Conflict Alerts # 397, 16 June 2021
In the news
On 14 June, the trial of Myanmar's ousted leader Aung San Suu Kyi, begun. The lawyers of Suu Kyi said they struggled to gain access to their client and expect that the trial will wrap up by 26 July.
It was initially only for five out of six charges; however, on 10 June, she was handed corruption charges against her over illegally accepting USD 600,000 in cash and approximately 11kg of gold which sums up her charges to seven in total. The hearing took place inside the capital Naypyidaw's council compound, where no media presence was allowed, and only heavy police presence was permitted to guard.
The leader of her legal team, Khin Maung Zaw, in a statement to Al Jazeera, said the latest accusation is "absurd" and "groundless." "She might have defects, but personal greed and corruption is not her traits," he said, calling her "incorruptible."
Issues at large
First, the charges against Aung San Suu Kyi. They include corruption, violation of the official secrets act, illegally owning walkie talkies, breaching the country's telecommunication law, violating the natural disaster law, and inciting public unrest. In addition, the military looks at piling more cases on her to ensure that she would not participate in any election in the distant future.
Second, the charges against the NLD. The military has detained other members of the party, including President U Win Myint, cabinet ministers, chief ministers of various regions, opposition politicians, writers, and activists. The military has been accusing the NLD of vote fraud in the past and now have again accused them of weapons arsenal, stating that they are either grooming terrorists or training civilians on using them.
Third, the inadequate international responses. The UN deputy spokesman said: "We want her and all top members of her administration to be freed." In a similar statement the UN High Commissioner for Human Rights, warned that more violence is on the way in Myanmar and urged the international community to hold the regime accountable. The G7 countries have pledged their "support to those advocating peacefully for a stable and inclusive democracy" and warned of pursuing "additional measures should they prove necessary," hinting at the possibility of additional sanctions. However, these responses have not made an impact within Myanmar so far.
Fourth, the regime's refusal to yield to international pressure. Despite multiple statements, warnings and sanctions, the regime has not yielded to any of them. Instead, it has increased its grip and expanded its actions to curb the return of democracy in Myanmar.

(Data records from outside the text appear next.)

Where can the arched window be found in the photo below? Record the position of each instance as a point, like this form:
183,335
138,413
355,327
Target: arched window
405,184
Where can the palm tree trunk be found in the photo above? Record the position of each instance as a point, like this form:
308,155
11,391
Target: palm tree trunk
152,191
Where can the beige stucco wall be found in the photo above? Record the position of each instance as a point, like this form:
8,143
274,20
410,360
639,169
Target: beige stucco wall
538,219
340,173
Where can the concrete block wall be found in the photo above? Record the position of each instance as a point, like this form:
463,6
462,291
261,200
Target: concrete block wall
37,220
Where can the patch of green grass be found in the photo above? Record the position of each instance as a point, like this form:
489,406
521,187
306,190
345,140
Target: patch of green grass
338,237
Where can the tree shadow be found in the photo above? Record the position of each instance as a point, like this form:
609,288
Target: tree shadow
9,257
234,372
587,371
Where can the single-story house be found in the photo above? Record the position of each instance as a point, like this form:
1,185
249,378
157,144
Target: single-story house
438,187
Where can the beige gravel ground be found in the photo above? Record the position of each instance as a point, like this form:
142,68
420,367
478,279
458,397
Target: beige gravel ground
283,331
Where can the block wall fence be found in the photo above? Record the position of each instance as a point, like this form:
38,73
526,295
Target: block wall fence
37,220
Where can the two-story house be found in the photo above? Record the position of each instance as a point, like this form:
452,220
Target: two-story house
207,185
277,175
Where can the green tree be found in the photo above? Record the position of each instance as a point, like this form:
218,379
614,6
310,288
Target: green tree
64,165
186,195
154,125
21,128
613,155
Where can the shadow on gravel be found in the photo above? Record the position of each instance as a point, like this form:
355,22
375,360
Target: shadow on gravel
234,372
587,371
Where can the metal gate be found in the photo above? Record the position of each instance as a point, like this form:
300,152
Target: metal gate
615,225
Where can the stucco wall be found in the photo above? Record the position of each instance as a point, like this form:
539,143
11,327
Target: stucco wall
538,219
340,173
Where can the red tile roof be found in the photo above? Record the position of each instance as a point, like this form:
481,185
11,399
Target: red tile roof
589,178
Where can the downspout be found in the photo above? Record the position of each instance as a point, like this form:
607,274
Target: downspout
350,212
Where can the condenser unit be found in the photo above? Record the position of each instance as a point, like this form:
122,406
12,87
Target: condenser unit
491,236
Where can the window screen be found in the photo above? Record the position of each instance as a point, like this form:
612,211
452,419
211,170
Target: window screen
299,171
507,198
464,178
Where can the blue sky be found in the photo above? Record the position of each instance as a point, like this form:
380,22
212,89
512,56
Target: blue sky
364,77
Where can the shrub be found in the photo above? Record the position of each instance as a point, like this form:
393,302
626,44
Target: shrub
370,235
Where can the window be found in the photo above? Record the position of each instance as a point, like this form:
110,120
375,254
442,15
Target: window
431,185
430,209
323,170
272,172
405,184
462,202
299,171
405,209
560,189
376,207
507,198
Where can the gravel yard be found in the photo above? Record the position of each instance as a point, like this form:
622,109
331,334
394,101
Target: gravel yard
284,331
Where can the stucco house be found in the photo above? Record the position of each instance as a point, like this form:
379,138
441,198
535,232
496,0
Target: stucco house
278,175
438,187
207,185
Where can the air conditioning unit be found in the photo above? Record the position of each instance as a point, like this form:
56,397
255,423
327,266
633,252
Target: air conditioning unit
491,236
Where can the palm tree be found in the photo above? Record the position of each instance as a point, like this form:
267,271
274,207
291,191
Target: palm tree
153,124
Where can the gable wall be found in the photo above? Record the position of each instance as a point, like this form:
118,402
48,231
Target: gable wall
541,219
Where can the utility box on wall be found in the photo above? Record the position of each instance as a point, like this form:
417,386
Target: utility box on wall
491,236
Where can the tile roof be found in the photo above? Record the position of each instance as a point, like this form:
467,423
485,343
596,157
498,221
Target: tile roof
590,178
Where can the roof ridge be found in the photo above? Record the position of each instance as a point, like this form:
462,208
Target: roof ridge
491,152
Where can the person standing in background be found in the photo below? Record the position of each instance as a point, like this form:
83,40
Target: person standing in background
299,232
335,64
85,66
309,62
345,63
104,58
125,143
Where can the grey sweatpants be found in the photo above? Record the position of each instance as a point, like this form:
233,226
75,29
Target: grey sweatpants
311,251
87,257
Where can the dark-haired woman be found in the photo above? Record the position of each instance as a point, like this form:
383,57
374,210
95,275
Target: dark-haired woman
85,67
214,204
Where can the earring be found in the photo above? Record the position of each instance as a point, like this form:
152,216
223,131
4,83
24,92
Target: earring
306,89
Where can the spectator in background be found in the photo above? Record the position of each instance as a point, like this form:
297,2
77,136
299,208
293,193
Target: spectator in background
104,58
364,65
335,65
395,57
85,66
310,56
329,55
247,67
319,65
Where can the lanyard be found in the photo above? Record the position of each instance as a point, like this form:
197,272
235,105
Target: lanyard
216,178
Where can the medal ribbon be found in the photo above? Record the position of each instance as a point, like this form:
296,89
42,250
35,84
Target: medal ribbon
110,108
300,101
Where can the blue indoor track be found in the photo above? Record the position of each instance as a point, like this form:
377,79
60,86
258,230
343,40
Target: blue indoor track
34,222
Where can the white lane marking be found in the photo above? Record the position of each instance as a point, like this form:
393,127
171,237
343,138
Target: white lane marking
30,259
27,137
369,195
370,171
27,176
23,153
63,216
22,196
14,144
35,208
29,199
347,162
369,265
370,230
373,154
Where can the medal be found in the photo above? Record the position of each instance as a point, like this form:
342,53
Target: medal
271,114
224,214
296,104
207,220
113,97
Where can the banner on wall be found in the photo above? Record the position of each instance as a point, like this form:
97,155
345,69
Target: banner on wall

The international responses have not impacted the ground, and the regime continues to go ahead with its agenda. For the ousted leader Suu Kyi and the other senior members of the party, time is running out. Most of them are in their 70's; any long jail term, or the prolonging of military rule would impact the return of democracy and independent leadership. Perhaps, that is what the military is looking at - buying time to perpetuate its hold over Myanmar.